When working with animating materials such as newspaper or tissue paper the improvisatory dynamic is a dialogue between the performer and the material. If the material is dominated by the performer then we get the feeling that the object or the material does not get given an opportunity to speak or to "Have its say" We are looking for our work with objects to be as stimulating as two performers working onstage together. If one performer were to dominate the other onstage then it could be a troubling interaction. We can begin to worry about the other performer and whether they are enjoying themselves. The same is true for our objects. If the object is given space then it has some life. If the puppeteer is too dominant then it doesn't even get the opportunity to be born. The other thing to know is that in watching a puppeteer animating materials we see his attitude to the world he inhabits. How a performer interacts and treats his materials will be a good indication of how he will treat other performers and also himself during the creative process.
In watching performers improvise with newspapers we see that each performance from beginning to end is a miniature act of creation. How this improvisation is birthed and brought to its conclusion is a whole journey. The puppetry table becomes the whole world and the stories that happen can be epic in their themes. The imagistic and symbolic nature of the form means that those who are watching see big stories of love, conflict and death.
The situation on some level seems to ask ‘how can we learn more but remain innocent?’
What do we hope for the future?
We hope that the fact that puppetry is part of a show will no longer become an issue - that it is considered in the same way as text, design or movement as part of our available theatre vocabulary.
When an aspect of theatre has been marginalised and then becomes more adopted by the mainstream there is excitement that people begin to see its value but there is also simultaneously a sense of loss become because puppetry perhaps loses some of its sense of being special.
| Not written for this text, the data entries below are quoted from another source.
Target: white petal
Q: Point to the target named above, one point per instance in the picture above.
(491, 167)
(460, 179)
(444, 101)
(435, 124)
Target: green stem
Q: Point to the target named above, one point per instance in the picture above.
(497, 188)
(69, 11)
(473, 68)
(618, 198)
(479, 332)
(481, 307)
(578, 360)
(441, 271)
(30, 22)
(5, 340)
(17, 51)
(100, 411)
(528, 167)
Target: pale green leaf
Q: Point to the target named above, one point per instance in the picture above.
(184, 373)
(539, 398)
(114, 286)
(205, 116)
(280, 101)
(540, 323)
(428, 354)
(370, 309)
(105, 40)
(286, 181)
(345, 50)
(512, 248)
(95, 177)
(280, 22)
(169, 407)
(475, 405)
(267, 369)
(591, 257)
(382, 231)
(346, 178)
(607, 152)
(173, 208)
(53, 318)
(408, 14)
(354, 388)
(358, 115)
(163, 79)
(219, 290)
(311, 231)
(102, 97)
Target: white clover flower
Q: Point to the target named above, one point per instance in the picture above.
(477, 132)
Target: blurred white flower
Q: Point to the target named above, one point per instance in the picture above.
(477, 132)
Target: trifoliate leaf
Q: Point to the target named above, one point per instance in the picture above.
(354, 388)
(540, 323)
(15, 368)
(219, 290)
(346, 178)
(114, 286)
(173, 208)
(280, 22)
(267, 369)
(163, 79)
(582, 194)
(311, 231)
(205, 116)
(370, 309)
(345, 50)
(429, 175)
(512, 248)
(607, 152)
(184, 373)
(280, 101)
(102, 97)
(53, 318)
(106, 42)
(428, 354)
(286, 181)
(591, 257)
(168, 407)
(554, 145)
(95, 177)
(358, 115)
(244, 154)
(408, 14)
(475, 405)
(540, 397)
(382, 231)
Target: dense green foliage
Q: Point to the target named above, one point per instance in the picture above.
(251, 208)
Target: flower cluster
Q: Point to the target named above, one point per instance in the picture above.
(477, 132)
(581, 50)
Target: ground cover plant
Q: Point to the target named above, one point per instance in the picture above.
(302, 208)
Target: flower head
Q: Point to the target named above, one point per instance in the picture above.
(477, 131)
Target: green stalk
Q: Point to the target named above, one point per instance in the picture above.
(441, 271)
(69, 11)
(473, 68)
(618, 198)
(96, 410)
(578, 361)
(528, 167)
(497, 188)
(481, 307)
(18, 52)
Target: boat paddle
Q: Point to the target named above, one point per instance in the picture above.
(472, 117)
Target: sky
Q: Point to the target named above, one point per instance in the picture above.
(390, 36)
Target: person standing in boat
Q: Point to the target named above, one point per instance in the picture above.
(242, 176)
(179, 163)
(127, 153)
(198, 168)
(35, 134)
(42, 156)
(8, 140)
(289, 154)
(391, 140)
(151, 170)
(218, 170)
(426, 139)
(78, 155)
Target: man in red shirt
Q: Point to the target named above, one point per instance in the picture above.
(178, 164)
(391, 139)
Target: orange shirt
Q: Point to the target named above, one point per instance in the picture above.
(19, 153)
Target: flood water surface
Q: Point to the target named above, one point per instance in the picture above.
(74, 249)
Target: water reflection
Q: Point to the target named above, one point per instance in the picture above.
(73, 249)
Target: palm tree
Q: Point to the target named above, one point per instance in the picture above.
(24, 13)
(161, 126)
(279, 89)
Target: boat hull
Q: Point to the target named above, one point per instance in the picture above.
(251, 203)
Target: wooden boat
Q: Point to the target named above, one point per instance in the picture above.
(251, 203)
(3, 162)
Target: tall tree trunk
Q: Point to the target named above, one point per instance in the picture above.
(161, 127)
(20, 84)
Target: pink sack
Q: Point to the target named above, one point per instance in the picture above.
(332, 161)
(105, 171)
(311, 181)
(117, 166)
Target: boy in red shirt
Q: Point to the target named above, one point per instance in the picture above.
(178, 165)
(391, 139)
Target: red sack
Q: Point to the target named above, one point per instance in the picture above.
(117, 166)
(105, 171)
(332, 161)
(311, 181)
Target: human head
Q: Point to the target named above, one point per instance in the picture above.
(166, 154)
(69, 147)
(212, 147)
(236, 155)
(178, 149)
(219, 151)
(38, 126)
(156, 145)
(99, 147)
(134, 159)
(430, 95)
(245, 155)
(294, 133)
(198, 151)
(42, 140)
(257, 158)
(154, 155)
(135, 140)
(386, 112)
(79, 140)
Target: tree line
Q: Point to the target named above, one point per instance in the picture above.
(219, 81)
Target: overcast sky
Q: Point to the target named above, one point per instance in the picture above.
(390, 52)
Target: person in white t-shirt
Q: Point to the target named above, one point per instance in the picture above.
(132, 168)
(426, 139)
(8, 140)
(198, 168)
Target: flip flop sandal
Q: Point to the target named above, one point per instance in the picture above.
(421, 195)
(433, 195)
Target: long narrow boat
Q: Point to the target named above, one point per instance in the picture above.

It is no longer just ours but belongs to everybody.
We worry that something dear to us has just become a fashion. Perhaps the way to make sure puppetry is used well is to remember why we first used puppets and what things were trying to be said by these strange creatures and ensure that when we use them we are truly speaking from that space. If we are just using them because they are the next “in” thing then we should put them aside for a while and wait till they want to join in again.